Comment expliquer que le capitalisme, malgré les inégalités croissantes et la précarisation qu’il engendre, continue de susciter l’adhésion de ceux-là mêmes qui en subissent les effets ? C’est à cette question que répondent Luc Boltanski et Ève Chiapello dans Le Nouvel Esprit du Capitalisme (1999). Leur thèse est claire : le capitalisme a su se régénérer en intégrant ses propres critiques, notamment grâce à une transformation profonde de ses justifications idéologiques et de ses modes d’organisation. Au cœur de cette métamorphose se trouve le management, devenu l’outil indispensable pour incarner et diffuser ce « nouvel esprit ».


Le capitalisme face à ses critiques : un système en mutation

a. Le constat de départ : un capitalisme résilient

Dans les années 1970–1980, le capitalisme fait face à une double critique :

  • La critique sociale, portée par les mouvements ouvriers, dénonce l’exploitation, les inégalités, et réclame plus de justice et de protection.
  • La critique artiste, issue notamment de Mai 68, rejette l’aliénation, la bureaucratie, et aspire à l’autonomie, à la créativité, et à l’épanouissement personnel.

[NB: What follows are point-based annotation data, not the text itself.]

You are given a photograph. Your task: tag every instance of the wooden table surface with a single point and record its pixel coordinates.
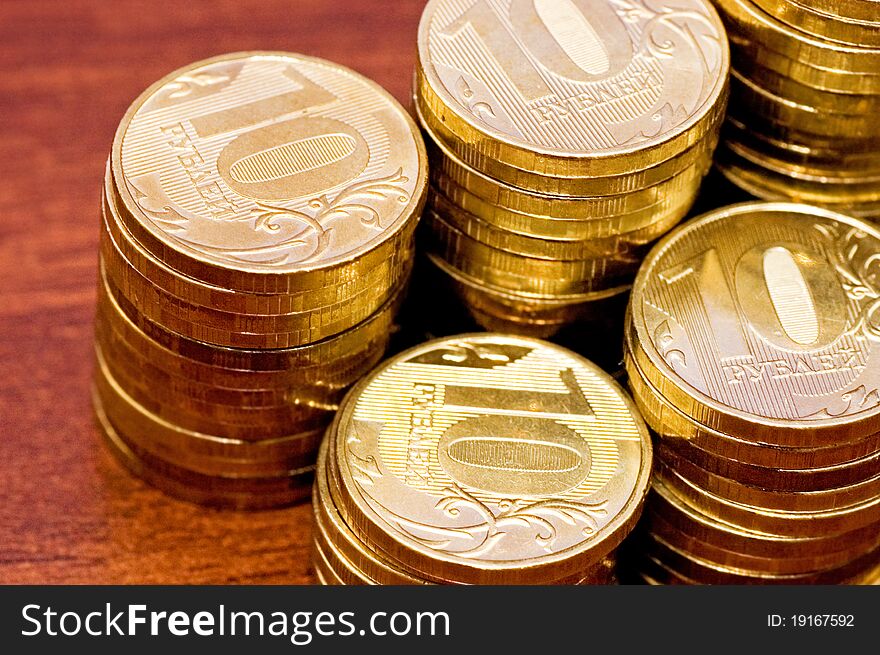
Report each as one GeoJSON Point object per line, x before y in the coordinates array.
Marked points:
{"type": "Point", "coordinates": [68, 512]}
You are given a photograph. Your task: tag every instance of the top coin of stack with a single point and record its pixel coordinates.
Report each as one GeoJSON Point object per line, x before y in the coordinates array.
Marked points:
{"type": "Point", "coordinates": [805, 92]}
{"type": "Point", "coordinates": [564, 136]}
{"type": "Point", "coordinates": [259, 221]}
{"type": "Point", "coordinates": [752, 343]}
{"type": "Point", "coordinates": [446, 466]}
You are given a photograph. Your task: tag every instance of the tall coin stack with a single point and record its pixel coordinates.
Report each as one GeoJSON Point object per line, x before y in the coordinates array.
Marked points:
{"type": "Point", "coordinates": [258, 225]}
{"type": "Point", "coordinates": [446, 466]}
{"type": "Point", "coordinates": [805, 94]}
{"type": "Point", "coordinates": [752, 343]}
{"type": "Point", "coordinates": [564, 136]}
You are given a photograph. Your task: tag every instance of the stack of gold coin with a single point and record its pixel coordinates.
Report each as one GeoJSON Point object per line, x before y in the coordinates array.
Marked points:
{"type": "Point", "coordinates": [258, 231]}
{"type": "Point", "coordinates": [564, 136]}
{"type": "Point", "coordinates": [805, 92]}
{"type": "Point", "coordinates": [480, 459]}
{"type": "Point", "coordinates": [751, 345]}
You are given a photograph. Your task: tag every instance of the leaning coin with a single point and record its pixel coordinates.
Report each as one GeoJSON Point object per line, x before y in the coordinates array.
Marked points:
{"type": "Point", "coordinates": [418, 457]}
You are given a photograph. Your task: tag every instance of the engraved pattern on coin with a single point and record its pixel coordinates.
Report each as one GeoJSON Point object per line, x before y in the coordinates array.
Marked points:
{"type": "Point", "coordinates": [269, 161]}
{"type": "Point", "coordinates": [575, 75]}
{"type": "Point", "coordinates": [487, 449]}
{"type": "Point", "coordinates": [773, 312]}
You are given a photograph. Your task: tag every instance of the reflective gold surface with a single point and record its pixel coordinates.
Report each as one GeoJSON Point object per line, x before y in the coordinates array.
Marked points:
{"type": "Point", "coordinates": [451, 464]}
{"type": "Point", "coordinates": [258, 230]}
{"type": "Point", "coordinates": [564, 137]}
{"type": "Point", "coordinates": [204, 185]}
{"type": "Point", "coordinates": [764, 331]}
{"type": "Point", "coordinates": [596, 104]}
{"type": "Point", "coordinates": [804, 96]}
{"type": "Point", "coordinates": [767, 466]}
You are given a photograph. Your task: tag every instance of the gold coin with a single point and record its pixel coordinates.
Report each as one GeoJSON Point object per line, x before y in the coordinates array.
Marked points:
{"type": "Point", "coordinates": [624, 245]}
{"type": "Point", "coordinates": [664, 503]}
{"type": "Point", "coordinates": [308, 367]}
{"type": "Point", "coordinates": [449, 460]}
{"type": "Point", "coordinates": [763, 104]}
{"type": "Point", "coordinates": [793, 524]}
{"type": "Point", "coordinates": [777, 479]}
{"type": "Point", "coordinates": [743, 18]}
{"type": "Point", "coordinates": [797, 91]}
{"type": "Point", "coordinates": [233, 329]}
{"type": "Point", "coordinates": [747, 561]}
{"type": "Point", "coordinates": [384, 274]}
{"type": "Point", "coordinates": [700, 571]}
{"type": "Point", "coordinates": [820, 78]}
{"type": "Point", "coordinates": [233, 493]}
{"type": "Point", "coordinates": [656, 572]}
{"type": "Point", "coordinates": [655, 219]}
{"type": "Point", "coordinates": [671, 424]}
{"type": "Point", "coordinates": [297, 365]}
{"type": "Point", "coordinates": [323, 572]}
{"type": "Point", "coordinates": [789, 501]}
{"type": "Point", "coordinates": [609, 95]}
{"type": "Point", "coordinates": [529, 274]}
{"type": "Point", "coordinates": [596, 194]}
{"type": "Point", "coordinates": [855, 185]}
{"type": "Point", "coordinates": [240, 171]}
{"type": "Point", "coordinates": [612, 213]}
{"type": "Point", "coordinates": [446, 162]}
{"type": "Point", "coordinates": [765, 183]}
{"type": "Point", "coordinates": [780, 146]}
{"type": "Point", "coordinates": [330, 529]}
{"type": "Point", "coordinates": [761, 319]}
{"type": "Point", "coordinates": [177, 402]}
{"type": "Point", "coordinates": [821, 24]}
{"type": "Point", "coordinates": [201, 452]}
{"type": "Point", "coordinates": [499, 311]}
{"type": "Point", "coordinates": [863, 10]}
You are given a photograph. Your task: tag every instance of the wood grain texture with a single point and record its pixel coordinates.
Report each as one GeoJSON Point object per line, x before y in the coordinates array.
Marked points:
{"type": "Point", "coordinates": [68, 512]}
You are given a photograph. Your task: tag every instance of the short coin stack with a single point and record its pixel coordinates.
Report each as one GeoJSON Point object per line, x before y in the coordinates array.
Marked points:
{"type": "Point", "coordinates": [446, 466]}
{"type": "Point", "coordinates": [564, 136]}
{"type": "Point", "coordinates": [752, 343]}
{"type": "Point", "coordinates": [805, 95]}
{"type": "Point", "coordinates": [258, 230]}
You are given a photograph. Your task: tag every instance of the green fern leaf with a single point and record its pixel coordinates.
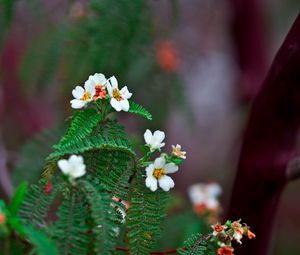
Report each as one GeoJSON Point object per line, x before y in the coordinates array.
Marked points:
{"type": "Point", "coordinates": [35, 207]}
{"type": "Point", "coordinates": [139, 110]}
{"type": "Point", "coordinates": [112, 169]}
{"type": "Point", "coordinates": [71, 230]}
{"type": "Point", "coordinates": [145, 215]}
{"type": "Point", "coordinates": [41, 243]}
{"type": "Point", "coordinates": [108, 136]}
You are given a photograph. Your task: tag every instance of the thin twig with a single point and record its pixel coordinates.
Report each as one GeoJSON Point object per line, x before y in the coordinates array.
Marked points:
{"type": "Point", "coordinates": [152, 252]}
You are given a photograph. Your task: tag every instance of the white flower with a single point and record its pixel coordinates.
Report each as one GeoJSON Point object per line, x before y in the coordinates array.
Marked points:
{"type": "Point", "coordinates": [157, 174]}
{"type": "Point", "coordinates": [119, 98]}
{"type": "Point", "coordinates": [74, 167]}
{"type": "Point", "coordinates": [176, 150]}
{"type": "Point", "coordinates": [154, 141]}
{"type": "Point", "coordinates": [206, 194]}
{"type": "Point", "coordinates": [238, 237]}
{"type": "Point", "coordinates": [83, 95]}
{"type": "Point", "coordinates": [99, 81]}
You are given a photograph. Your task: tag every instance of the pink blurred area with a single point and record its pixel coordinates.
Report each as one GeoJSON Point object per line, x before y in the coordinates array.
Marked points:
{"type": "Point", "coordinates": [220, 49]}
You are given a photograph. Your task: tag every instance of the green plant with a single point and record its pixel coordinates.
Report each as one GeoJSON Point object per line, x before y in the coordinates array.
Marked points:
{"type": "Point", "coordinates": [95, 190]}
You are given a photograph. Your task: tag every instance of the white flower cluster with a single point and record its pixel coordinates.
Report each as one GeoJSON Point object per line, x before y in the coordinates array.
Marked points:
{"type": "Point", "coordinates": [98, 87]}
{"type": "Point", "coordinates": [156, 172]}
{"type": "Point", "coordinates": [73, 167]}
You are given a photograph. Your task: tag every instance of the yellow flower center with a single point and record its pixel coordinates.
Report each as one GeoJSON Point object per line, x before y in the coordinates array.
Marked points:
{"type": "Point", "coordinates": [117, 95]}
{"type": "Point", "coordinates": [158, 173]}
{"type": "Point", "coordinates": [86, 96]}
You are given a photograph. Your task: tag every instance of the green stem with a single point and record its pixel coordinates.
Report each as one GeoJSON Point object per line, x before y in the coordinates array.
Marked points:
{"type": "Point", "coordinates": [6, 247]}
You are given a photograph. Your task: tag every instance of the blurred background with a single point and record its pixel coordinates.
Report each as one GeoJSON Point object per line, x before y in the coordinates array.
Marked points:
{"type": "Point", "coordinates": [196, 65]}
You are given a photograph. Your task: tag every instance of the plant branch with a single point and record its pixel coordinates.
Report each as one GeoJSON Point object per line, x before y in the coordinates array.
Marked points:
{"type": "Point", "coordinates": [270, 141]}
{"type": "Point", "coordinates": [153, 252]}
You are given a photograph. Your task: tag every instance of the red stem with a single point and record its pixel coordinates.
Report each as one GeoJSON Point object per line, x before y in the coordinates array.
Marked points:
{"type": "Point", "coordinates": [269, 143]}
{"type": "Point", "coordinates": [152, 252]}
{"type": "Point", "coordinates": [249, 36]}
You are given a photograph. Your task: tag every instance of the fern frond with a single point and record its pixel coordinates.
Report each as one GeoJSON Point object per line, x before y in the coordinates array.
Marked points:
{"type": "Point", "coordinates": [71, 230]}
{"type": "Point", "coordinates": [108, 136]}
{"type": "Point", "coordinates": [41, 243]}
{"type": "Point", "coordinates": [198, 244]}
{"type": "Point", "coordinates": [112, 169]}
{"type": "Point", "coordinates": [82, 124]}
{"type": "Point", "coordinates": [34, 208]}
{"type": "Point", "coordinates": [105, 228]}
{"type": "Point", "coordinates": [31, 162]}
{"type": "Point", "coordinates": [145, 215]}
{"type": "Point", "coordinates": [139, 110]}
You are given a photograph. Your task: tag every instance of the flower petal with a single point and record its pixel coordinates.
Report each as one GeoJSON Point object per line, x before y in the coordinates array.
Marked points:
{"type": "Point", "coordinates": [151, 183]}
{"type": "Point", "coordinates": [159, 162]}
{"type": "Point", "coordinates": [125, 105]}
{"type": "Point", "coordinates": [89, 86]}
{"type": "Point", "coordinates": [149, 170]}
{"type": "Point", "coordinates": [115, 104]}
{"type": "Point", "coordinates": [166, 183]}
{"type": "Point", "coordinates": [77, 104]}
{"type": "Point", "coordinates": [109, 89]}
{"type": "Point", "coordinates": [171, 168]}
{"type": "Point", "coordinates": [64, 166]}
{"type": "Point", "coordinates": [113, 82]}
{"type": "Point", "coordinates": [75, 160]}
{"type": "Point", "coordinates": [78, 171]}
{"type": "Point", "coordinates": [159, 136]}
{"type": "Point", "coordinates": [125, 93]}
{"type": "Point", "coordinates": [148, 137]}
{"type": "Point", "coordinates": [78, 92]}
{"type": "Point", "coordinates": [99, 79]}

Pourtant, malgré ces attaques, le capitalisme ne s’effondre pas. Au contraire, il se renforce. Boltanski et Chiapello montrent qu’il a su absorber et neutraliser ces critiques, en les intégrant à son fonctionnement même.

b. La récupération des critiques

Le capitalisme ne se contente pas de résister : il se transforme. Il récupère la critique artiste en valorisant l’autonomie, la flexibilité, et l’initiative individuelle, tout en marginalisant la critique sociale, devenue inadaptée face aux nouvelles formes d’organisation du travail. Ainsi, les aspirations à la liberté et à la réalisation de soi, autrefois subversives, deviennent des leviers de motivation au service de l’entreprise.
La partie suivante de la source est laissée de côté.